For the second time in as many weeks, a federal judge has halted President Trump’s imposition of sanctions against a mobile application on free speech grounds. The sanctions, supposedly based on national security concerns about China, would have rendered the apps WeChat and TikTok unavailable for download or updating in the United States. The underlying law on which the sanctions are based, the International Emergency Economic Powers Act (IEEPA), is broad and powerful, and the president must declare a national emergency to invoke it.
Usually the president has wide leeway under the law, so what could explain the judicial pushback in these two cases? It could be the nature of the claims at issue, but it could also be that the judiciary is growing weary of emergency actions that are based on scant evidence. Indeed, executive overreach in the use of IEEPA after the 9/11 attacks occasioned similar pushback.
On September 19, a judge in California ruled against the WeChat sanctions in a case brought by a group of U.S.-based users of the app. The court found that the plaintiffs had shown a likelihood of success on their claims that the shuttering of the app was a prior restraint of speech and that it was overly broad in the speech it would suppress.
Then, last Sunday night, as the clock neared the midnight deadline by which app stores would have to remove TikTok from their offerings, a judge in Washington, DC, granted an injunction to that company as well. The judge based his decision on two statutory exemptions in IEEPA, for “informational materials” and “personal communications,” that were themselves meant to protect free speech principles.
Trying to marshal what had historically been a fairly successful line of attack, the Department of Justice lawyer opposing the TikTok injunction cautioned that the company was “challenging a national security determination by the president as well as the judgment of the secretary of commerce about what’s necessary to mitigate those national security harms,” adding that “the court owes significant deference to that.” Nevertheless, whatever deference the judge thought appropriate, it was not enough to stave off the injunction.
The government, for its part, denies that sanctions prohibiting business transactions with the apps have anything to do with free speech. But, rejecting that contention, one judge quoted Trump’s own executive order issued in May under the title “Preventing Online Censorship.” It states that social media and other online platforms “function in many ways as a 21st century equivalent of the public square.”
Hovering in the background is the fact that the Trump administration has taken a number of actions with questionable evidentiary bases under aggressive interpretations of emergency or national security powers. They include declaring an emergency at the border to fund a wall, sanctioning International Criminal Court personnel, and banning the admission into this country of people from six Muslim-majority countries.
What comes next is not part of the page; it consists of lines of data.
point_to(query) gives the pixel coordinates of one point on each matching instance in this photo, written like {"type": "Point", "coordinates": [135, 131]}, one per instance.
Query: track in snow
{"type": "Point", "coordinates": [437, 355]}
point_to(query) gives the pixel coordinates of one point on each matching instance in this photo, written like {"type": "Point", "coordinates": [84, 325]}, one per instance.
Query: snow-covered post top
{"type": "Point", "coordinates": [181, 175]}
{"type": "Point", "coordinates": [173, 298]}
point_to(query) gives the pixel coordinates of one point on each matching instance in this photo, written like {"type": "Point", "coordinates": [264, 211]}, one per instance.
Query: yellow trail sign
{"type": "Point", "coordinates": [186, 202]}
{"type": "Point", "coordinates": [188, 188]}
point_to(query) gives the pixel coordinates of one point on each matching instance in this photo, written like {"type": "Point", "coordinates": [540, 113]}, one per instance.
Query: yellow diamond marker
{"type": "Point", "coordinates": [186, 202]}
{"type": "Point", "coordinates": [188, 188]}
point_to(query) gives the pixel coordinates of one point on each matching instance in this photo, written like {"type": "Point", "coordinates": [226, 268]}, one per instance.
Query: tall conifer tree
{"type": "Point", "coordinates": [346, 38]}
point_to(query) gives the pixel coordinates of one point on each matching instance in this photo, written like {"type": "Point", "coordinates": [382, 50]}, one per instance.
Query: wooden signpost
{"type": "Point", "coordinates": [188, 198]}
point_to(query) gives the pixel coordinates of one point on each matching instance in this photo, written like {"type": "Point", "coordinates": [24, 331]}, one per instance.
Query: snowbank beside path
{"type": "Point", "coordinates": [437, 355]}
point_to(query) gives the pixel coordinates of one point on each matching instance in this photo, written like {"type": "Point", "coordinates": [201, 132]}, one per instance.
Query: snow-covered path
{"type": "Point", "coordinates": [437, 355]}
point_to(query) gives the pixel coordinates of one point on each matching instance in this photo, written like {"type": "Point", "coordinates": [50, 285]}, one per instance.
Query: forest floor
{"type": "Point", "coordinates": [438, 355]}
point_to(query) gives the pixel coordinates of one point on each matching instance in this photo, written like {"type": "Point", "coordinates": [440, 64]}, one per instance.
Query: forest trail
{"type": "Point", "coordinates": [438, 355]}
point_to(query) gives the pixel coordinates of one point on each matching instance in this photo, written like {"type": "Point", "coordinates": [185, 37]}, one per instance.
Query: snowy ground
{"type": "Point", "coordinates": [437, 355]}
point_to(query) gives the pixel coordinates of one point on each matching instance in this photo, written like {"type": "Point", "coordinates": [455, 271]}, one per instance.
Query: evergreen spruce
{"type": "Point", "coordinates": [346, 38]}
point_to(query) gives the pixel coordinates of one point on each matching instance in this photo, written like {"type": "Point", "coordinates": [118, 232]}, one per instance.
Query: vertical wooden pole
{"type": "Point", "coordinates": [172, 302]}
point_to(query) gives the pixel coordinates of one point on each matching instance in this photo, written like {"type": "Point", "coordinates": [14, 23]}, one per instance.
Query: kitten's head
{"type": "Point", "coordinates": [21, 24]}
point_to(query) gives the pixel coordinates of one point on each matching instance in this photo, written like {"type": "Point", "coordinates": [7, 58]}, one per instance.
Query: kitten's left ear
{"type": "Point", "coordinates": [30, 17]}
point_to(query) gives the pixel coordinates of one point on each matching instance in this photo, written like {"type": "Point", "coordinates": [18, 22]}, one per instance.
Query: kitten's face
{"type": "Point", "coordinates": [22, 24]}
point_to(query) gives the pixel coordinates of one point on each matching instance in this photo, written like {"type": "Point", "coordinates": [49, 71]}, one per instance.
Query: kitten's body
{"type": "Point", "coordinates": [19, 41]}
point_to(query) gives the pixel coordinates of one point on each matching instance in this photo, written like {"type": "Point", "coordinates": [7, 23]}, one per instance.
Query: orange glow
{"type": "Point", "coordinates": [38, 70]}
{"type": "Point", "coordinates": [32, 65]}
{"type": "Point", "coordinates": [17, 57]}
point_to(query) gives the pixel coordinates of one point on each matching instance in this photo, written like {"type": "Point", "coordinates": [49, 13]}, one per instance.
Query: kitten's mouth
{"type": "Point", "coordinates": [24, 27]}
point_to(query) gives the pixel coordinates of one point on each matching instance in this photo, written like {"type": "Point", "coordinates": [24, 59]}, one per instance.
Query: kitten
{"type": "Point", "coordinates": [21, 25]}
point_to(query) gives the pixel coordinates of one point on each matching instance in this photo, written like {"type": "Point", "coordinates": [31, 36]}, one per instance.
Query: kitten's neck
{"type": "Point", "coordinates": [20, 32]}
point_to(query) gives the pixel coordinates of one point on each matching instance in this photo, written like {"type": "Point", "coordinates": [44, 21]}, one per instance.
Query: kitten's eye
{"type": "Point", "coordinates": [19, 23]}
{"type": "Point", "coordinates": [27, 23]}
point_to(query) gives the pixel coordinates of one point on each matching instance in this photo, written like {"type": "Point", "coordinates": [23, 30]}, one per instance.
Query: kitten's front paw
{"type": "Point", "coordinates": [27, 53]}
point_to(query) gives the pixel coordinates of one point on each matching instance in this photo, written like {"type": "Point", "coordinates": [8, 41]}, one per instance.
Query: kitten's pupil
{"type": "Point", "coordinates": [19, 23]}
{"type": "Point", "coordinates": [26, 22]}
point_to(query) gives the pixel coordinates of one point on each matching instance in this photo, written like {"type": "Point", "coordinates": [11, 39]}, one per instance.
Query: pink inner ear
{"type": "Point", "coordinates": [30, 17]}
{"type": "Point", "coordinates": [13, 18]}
Such actions may be influencing judges to view Trump’s emergency declarations with a justifiably more jaundiced eye.
The government itself prompted consideration of these precedents in the apps litigation by relying in their briefs on the Supreme Court’s decision in the Muslim ban case, Trump v. Hawaii. In both the WeChat and TikTok cases, the Department of Justice quoted that decision to argue that a court should not substitute its assessment of national security concerns “for the Executive’s predictive judgments on such matters, all of which are delicate, complex, and involve large elements of prophecy.” The suggestion that courts accede to the executive’s mystical powers was unavailing. The judge in the WeChat decision held that while “the government’s overarching national-security interest is significant” it had shown “scant little evidence” that banning WeChat for all U.S. users would address those concerns.
Whatever the reasons for the more thorough review of the president’s use of this emergency power, the decisions have echoes in the period following the 9/11 attacks, when the Bush administration used IEEPA to freeze the assets of a group of primarily Muslim charities in the United States, effectively bankrupting them. This was a step too far for some judges, who pushed back on its constitutionality. They held that the sanctions, as implemented, violated the plaintiffs’ Fourth and Fifth Amendment rights regarding unreasonable seizures and due process.
Not all of the plaintiffs in cases challenging the sanctions against the apps have been successful; a judge in Pennsylvania recently denied a group of TikTok users an injunction, rejecting their First Amendment claims. In addition, these latest decisions will surely be appealed.
But it is possible that there is a growing awareness among the judiciary that broad deference to the executive in the use of emergency powers is neither advisable nor salutary to our democracy.